Русский вираж. Куда идет Россия? - Владимир Соловьев 8 стр.


Многим участникам встречи сразу вспомнилось известное высказывание Маргарет Тэтчер, что Советский Союз — это Верхняя Вольта с ядерными ракетами, и возникли опасения, что Россия может превратиться в Верхнюю Вольту со Сколково. Ядерные ракеты потихоньку разрушаются, а Сколково, куда вкачиваются огромные деньги, рискует превратиться в зону чисто политического внимания.

Один из вопросов был связан с тем, что все попытки привлечь молодых талантливых людей в систему закончились по большому счету неудачей. При явном запросе на несистемных людей, типа Григория Перельмана или, допустим, Стива Джобса, попасть в Сколково для них проблематично — там существуют жесткие критерии того, что считать успехом, которые с очевидностью станут препятствием для подобной интеграции.

Символично, что незадолго до встречи с представителями Сколково участники форума вернулись из Калуги, где выслушали много рассказов о жизни и творчестве уроженца этого города Константина Циолковского — гениального самоучки, основоположника современной космонавтики. Так вот, есть реальная опасность того, что сколковская структура может стать кладбищем для таких гениев-самоучек, принципиально выламывающихся из любой системы. Но, к сожалению, ответ на вопрос, касающийся данной проблемы, так и не был получен.

Наконец дело дошло до встречи с Владимиром Путиным, от которой все ожидали очень многого. Было заметно, что Путин находится в очень хорошей форме — политической, физической, интеллектуальной. С гостями форума он разговаривал как абсолютный лидер страны, воспринимающий свое лидерство как нечто естественное и не рефлексирующий по этому поводу, самодостаточный, совершенно уверенный в себе человек.
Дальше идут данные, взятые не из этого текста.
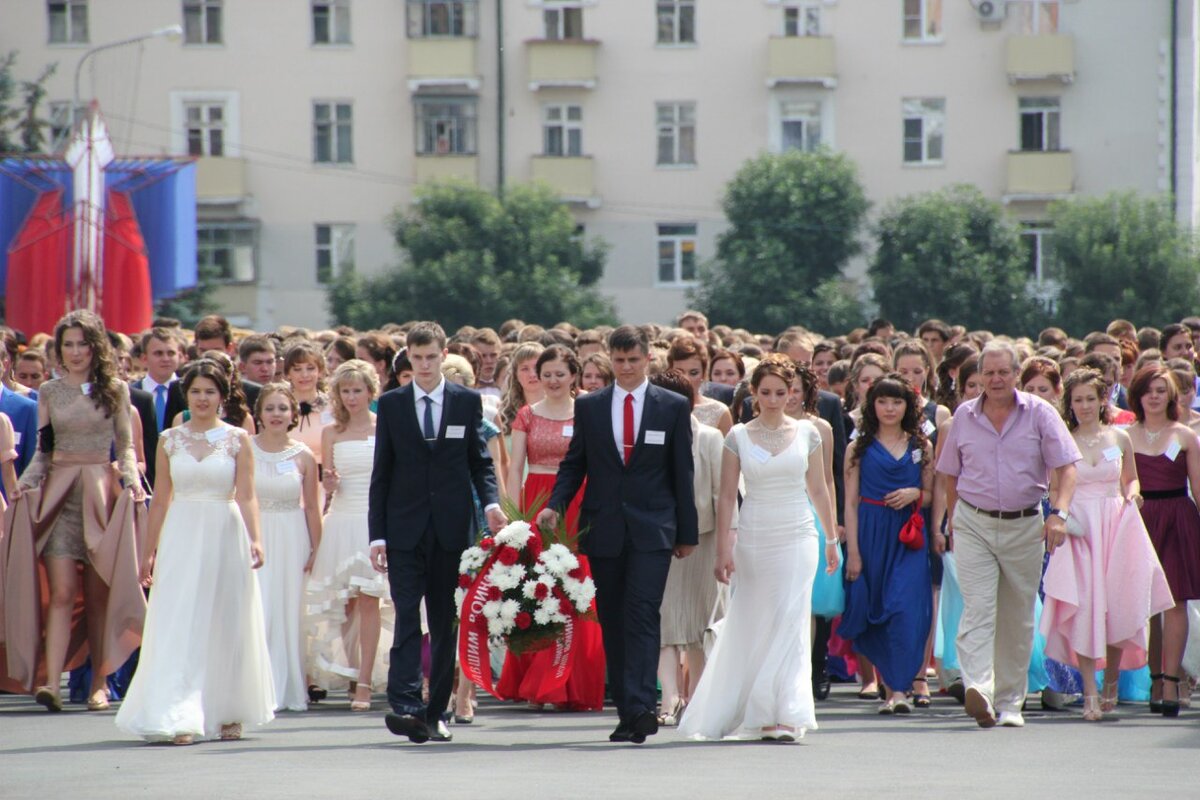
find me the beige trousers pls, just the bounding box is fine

А кроме того, стало ясно, что Путин никогда не мыслил себя не лидером России.

Что любопытно — то, как Путин говорил о Медведеве (а он впервые отвечал на вопросы о Медведеве подробно и развернуто, поскольку Дмитрий Анатольевич больше не являлся его оппонентом, пусть даже и виртуальным), как формулировал похвалы ему, оставляло чувство какой-то двусмысленности. К примеру, Путин сказал: «Я же отошел в сторону, дал Медведеву площадку. Он ездил в зарубежные поездки, сам занимался внешней политикой, сам занимался безопасностью, это были его вопросы». То есть создавалось такое впечатление, что Медведев занимался всеми этими вопросами не в силу своей президентской должности, а потому что Путин отошел в сторону и дал ему «порулить».
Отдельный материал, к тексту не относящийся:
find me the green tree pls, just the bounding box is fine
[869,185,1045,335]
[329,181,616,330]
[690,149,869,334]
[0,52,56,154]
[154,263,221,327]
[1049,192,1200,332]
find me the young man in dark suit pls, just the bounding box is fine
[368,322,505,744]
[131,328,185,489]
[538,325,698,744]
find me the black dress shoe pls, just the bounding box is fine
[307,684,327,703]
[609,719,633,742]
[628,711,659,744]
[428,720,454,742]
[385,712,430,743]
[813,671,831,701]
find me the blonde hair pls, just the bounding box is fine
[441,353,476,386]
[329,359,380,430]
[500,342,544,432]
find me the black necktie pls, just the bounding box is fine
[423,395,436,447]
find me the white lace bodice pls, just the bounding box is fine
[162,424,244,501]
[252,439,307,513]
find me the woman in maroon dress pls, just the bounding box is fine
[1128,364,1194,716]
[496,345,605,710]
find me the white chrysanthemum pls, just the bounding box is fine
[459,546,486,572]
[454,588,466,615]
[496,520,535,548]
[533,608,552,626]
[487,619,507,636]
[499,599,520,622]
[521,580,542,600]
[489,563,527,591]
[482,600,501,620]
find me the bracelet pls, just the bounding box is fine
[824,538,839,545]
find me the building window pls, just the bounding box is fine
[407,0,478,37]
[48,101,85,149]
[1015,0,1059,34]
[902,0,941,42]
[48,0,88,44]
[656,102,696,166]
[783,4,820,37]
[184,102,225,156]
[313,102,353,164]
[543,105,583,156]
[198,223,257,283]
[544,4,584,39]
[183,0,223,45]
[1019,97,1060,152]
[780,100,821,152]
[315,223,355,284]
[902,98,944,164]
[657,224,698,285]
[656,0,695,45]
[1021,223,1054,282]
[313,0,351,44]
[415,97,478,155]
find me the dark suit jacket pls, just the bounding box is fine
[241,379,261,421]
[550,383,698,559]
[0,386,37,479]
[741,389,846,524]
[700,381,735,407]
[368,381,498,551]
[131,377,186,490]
На вопрос о том, как он оценивает действия президента Медведева, Путин ответил: «Ну как я оцениваю Медведева? Хорошо оцениваю, я рекомендовал его в президенты, я рекомендую его в премьер-министры. Наша дружба усилилась за эти годы. Медведев проявил себя как ответственный человек, который хорошо работал на посту президента, он даже поддержал нашу политику модернизации. Он также поднял вопрос о коррупции на государственный уровень, хотя, конечно, надо сказать, что сделано было крайне мало». Иными словами, каждая вроде бы позитивная фраза заканчивалась с интонацией «да, но».
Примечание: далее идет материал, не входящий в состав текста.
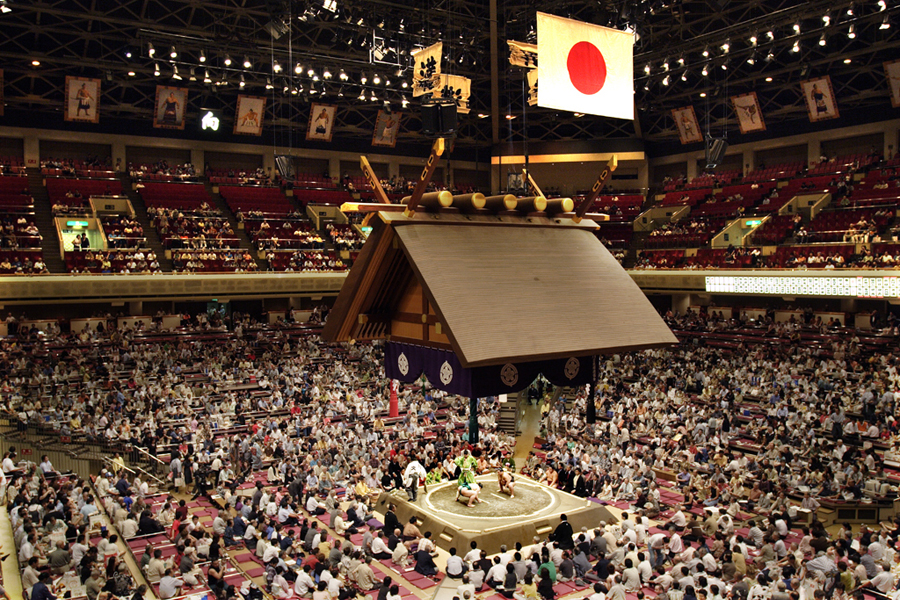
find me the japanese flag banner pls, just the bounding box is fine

Всех интересовал вопрос, приходит ли Путин в политику как новый человек с новыми идеями и новой программой, и он ответил отрицательно. В ходе разговора участники встречи в очередной раз могли убедиться, что у него в голове существует связная, цельная, непротиворечивая картина мира, где все разложено по полочкам. Поэтому он чувствует себя спокойным и уверенным, у него все ясно, как дважды два четыре, куда ни посмотри, — иными словами, присутствует некое системное понимание ситуации.

Трудность для его оппонентов состоит в том, что поставить под вопрос целостность взглядов Путина на российскую и мировую политику невозможно, а оппонировать отдельным частям этой целостности, затевать спор по мелочам бессмысленно — он эти споры игнорирует, не воспринимает всерьез. Надо предлагать фундаментальную альтернативу. Минусом российской политической ситуации является то, что этой альтернативы никто предложить не может вот уже много лет.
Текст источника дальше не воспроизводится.